The PID outputs the change in voltage, but you have it just as voltage. This means when you get close to the target speed, the PID outputs a smaller value because it knows you are close and shouldn’t speed up as much, but this results in your flywheel speed decreasing.
TL;DR:

Thanks for your suggestion. It helped to reduce vibrations slightly although they still occur. However, now the flywheel is reaching a higher rpm (around 600 which is higher than our target) and then vibrating causing the flywheel to deaccelerate to well below the target of 500rpm. I will try and mess around with the constants to see if anything improves but unfortunately the problem remains.

That would be a velocity which would technically work.
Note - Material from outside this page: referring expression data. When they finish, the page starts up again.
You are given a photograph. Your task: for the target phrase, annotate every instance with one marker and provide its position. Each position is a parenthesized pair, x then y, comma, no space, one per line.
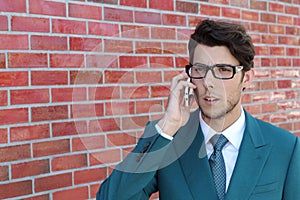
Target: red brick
(258,5)
(163,33)
(148,48)
(135,31)
(49,43)
(13,116)
(174,20)
(29,96)
(69,162)
(149,106)
(68,26)
(49,77)
(68,94)
(31,168)
(133,61)
(12,79)
(134,3)
(45,7)
(53,182)
(3,98)
(104,93)
(120,15)
(248,15)
(85,11)
(3,137)
(135,122)
(174,48)
(119,108)
(13,6)
(85,44)
(45,113)
(107,156)
(27,60)
(88,143)
(285,19)
(231,12)
(287,62)
(12,153)
(103,29)
(160,91)
(277,51)
(149,77)
(51,148)
(119,77)
(187,7)
(135,92)
(118,46)
(292,51)
(30,24)
(4,173)
(121,139)
(291,10)
(104,125)
(39,197)
(284,84)
(14,42)
(89,175)
(15,189)
(267,17)
(3,23)
(210,10)
(147,17)
(86,77)
(161,62)
(33,132)
(261,50)
(161,4)
(102,61)
(276,29)
(93,190)
(74,193)
(69,128)
(2,61)
(87,110)
(66,60)
(276,7)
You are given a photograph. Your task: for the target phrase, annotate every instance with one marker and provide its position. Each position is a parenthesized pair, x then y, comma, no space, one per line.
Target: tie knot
(220,143)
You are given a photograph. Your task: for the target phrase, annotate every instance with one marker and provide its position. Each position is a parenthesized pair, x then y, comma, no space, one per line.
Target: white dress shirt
(230,151)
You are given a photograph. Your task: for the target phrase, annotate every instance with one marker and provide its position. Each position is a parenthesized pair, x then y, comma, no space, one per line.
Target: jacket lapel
(253,154)
(194,161)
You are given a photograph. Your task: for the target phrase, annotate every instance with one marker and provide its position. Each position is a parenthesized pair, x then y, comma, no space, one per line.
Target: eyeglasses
(219,71)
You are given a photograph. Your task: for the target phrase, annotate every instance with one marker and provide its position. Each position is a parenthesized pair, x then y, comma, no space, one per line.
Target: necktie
(217,166)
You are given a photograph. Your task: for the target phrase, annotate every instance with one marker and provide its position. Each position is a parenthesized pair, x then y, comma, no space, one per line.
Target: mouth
(210,99)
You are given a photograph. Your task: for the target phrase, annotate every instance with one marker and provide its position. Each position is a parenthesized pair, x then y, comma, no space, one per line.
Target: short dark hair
(219,33)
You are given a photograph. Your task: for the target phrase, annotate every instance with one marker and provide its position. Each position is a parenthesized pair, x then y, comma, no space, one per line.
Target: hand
(177,113)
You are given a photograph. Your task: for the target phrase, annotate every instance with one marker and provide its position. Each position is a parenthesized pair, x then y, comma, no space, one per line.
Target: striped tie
(217,165)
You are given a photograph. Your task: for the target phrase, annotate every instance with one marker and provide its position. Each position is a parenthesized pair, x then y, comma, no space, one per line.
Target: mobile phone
(187,92)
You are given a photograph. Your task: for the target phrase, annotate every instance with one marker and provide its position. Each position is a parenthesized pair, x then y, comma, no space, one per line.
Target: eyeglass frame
(236,69)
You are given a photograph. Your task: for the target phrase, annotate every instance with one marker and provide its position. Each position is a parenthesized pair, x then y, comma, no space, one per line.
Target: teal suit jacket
(267,167)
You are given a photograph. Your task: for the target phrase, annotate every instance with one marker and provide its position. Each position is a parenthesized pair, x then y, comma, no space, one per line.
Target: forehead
(213,55)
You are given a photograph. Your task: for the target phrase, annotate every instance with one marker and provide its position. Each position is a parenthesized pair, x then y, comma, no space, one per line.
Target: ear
(248,77)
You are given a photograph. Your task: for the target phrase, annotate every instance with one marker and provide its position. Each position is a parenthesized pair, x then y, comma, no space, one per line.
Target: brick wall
(80,78)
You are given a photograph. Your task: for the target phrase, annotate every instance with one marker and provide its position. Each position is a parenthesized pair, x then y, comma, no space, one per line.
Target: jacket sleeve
(135,177)
(292,183)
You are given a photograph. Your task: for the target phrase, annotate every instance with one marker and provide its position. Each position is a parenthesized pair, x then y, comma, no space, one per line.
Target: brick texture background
(80,78)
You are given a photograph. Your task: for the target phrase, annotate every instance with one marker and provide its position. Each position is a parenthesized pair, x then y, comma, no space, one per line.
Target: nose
(209,79)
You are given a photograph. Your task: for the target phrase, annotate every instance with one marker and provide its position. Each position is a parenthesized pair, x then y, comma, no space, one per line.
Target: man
(218,151)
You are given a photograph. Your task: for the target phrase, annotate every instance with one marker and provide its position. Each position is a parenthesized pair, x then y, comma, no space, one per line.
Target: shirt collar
(233,133)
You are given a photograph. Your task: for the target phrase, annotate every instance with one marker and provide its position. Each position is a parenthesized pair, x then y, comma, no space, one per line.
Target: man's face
(218,98)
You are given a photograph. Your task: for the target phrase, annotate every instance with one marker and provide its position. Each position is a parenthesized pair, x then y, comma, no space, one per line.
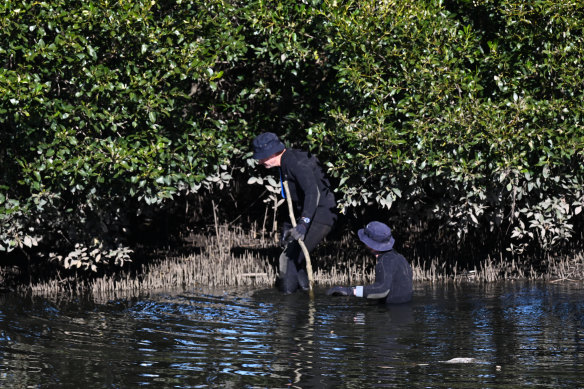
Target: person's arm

Another approach would be to use a ff forward constant. In order for your PID to work effectively you need a feedforward value based on your target to make sure that if your error is zero your speed is not zero. Basically:

F=1.2*targetSpeed; //1.2 is a baseline for percent to volts adjust it to be whatever voltage you need to achieve a speed
Current = F+P+I+D;

Thanks, however our issues definitely don’t cone from hardware. We run a blue motor overhead flywheel on a 1:3 gear ratio and running it at 100% worked just fine.
My theory (although I’m probably wrong) is that when the rpm goes over the target (because the target is not the max rpm the flywheel achieves), the PID calculates a negative voltage because the error is negative and so tells the motor to spin the other way, hence causing the vibrations. If my theory were to be right, would I solve this by tuning the constants to make sure it doesn’t overshoot or is there another way?
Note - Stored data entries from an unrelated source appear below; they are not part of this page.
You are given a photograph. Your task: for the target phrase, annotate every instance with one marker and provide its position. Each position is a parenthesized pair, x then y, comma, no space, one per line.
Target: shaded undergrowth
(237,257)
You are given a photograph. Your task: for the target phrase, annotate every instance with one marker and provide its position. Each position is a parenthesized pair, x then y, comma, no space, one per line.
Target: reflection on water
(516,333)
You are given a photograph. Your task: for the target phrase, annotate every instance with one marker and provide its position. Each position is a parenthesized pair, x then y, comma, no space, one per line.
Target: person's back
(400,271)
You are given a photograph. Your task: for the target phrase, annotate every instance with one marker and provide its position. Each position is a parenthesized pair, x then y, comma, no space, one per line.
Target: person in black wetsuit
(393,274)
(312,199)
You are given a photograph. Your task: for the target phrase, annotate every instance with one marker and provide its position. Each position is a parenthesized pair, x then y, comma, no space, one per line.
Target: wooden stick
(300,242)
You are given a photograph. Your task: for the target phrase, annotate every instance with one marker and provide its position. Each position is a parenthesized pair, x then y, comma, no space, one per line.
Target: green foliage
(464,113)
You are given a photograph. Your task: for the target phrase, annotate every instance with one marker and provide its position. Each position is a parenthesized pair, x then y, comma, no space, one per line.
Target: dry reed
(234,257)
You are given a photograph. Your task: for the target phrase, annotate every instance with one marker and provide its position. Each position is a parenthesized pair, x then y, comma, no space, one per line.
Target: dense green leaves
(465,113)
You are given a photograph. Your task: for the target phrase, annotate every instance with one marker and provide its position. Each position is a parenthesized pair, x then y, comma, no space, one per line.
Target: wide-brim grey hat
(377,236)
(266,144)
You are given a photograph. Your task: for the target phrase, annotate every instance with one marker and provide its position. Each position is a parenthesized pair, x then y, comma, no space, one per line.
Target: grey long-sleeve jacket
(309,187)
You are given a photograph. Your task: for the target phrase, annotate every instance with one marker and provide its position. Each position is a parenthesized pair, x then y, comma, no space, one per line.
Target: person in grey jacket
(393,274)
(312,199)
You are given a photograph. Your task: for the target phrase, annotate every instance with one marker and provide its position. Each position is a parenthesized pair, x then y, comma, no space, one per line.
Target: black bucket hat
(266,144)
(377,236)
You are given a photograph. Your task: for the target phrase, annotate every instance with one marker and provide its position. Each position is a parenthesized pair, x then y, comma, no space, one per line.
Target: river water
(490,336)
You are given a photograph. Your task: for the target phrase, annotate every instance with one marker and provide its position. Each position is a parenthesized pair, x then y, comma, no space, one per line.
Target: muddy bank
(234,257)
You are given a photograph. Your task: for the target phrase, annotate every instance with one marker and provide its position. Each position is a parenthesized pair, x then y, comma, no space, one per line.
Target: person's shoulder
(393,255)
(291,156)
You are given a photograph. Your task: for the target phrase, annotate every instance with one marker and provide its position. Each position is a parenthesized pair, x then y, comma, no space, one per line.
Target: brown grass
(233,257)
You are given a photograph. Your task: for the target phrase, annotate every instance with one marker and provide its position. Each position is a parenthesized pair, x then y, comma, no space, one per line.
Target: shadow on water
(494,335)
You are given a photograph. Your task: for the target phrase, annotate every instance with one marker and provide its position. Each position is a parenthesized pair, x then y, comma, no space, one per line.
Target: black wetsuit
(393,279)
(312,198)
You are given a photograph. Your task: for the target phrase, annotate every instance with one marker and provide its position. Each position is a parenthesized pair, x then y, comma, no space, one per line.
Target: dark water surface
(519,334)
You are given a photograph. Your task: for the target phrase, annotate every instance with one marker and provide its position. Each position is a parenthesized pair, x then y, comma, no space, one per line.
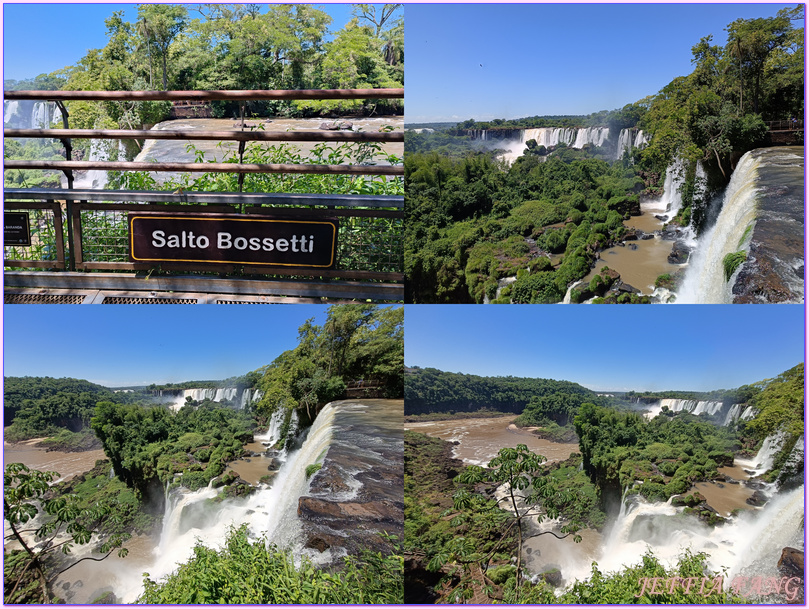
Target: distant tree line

The P term in PID is based on how close you are to the target, so think about how big it would be in these situations:
Big error: The P term outputs a big value
Small error: The P term outputs a small value
So as the flywheel speed approaches the target speed, the output of the P term will go down, so the output of the PID will go down, so you move the motor with less voltage, so it starts getting slower despite not having reached the target voltage.
This also explains the “grinding” described by the OP, if the flywheel speed > the target speed, the error becomes negative, so the output of the PID is negative, so the flywheel tries to spin backwards, resulting in fast deceleration, making error positive, so it has fast acceleration. This would repeat very quickly causing the “…loud vibration and grinding sound”.

You probably just need to tune your PID more to fix this, or it could be a hardware problem like Tropical said

Hi so I am also part of 13765U and it is not a hardware issue, the flywheel is a blue motor with a 1 to 3 ratio to the flywheel. the vibrating noise it makes is the motor spinning in reverse, however the flywheel has to much inertia so it just jumps on the gears. the flywheel will spin up to 100 percent, and draws at max 10 wats when firing normally around 5. hopes this helps answer our question.
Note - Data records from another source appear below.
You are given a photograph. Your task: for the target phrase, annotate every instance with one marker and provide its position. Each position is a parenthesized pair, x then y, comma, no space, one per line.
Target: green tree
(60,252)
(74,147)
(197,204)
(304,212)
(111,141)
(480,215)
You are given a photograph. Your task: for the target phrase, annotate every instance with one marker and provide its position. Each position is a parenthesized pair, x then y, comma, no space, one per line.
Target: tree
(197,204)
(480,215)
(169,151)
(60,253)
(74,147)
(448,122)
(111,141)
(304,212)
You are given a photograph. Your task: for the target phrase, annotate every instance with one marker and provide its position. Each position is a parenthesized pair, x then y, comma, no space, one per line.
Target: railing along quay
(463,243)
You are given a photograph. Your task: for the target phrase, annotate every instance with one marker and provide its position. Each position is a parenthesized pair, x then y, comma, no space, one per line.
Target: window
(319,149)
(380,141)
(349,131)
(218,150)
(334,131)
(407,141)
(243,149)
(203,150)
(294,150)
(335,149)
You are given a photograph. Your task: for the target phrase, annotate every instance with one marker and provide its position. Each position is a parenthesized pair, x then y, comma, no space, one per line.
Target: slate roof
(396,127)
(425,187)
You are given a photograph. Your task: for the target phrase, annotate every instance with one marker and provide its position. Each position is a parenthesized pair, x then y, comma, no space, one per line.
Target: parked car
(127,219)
This is more complicated. There are definitely formulations of velocity PID that have an “outer integral” using the PID output as a delta in voltage. I am actually not sure in industry when controlling a flywheel which is the standard formulation. Its weirdly something people are not explicit about.

There is a logic to having the outer integral, it makes the results map to a more traditional driving straight PID.
P only will result in oscillation.
D helps alleviate the the oscillation because it damps changing velocity too quickly

And using feedforward is not exclusive to any formulation.
voltage = PID + ff
voltage = integral(PID) + ff
voltage = integral(PID + ff)
Though the third option admittedly seems a bit strange without some sort of motion profile.

That makes a little more sense. I suggest logging the voltages outputted by the PID controller to the VEXcode console and checking to see how much negative output is being applied.

You can do this in your while loop:

printf("Output: %f\n", forward);

Which will log the data to VEXCode’s terminal tab. From there, i’d look at how many negative volts are being applied. If its a very high negative number, then it sounds like its a tuning problem (kP too high causing oscillations of high magnitude, or kD too high most likely).

To clarify: By “very high negative number”, I mean numbers approaching or below -12, which is the maximum negaitve voltage that VEXcode allows motors to run at.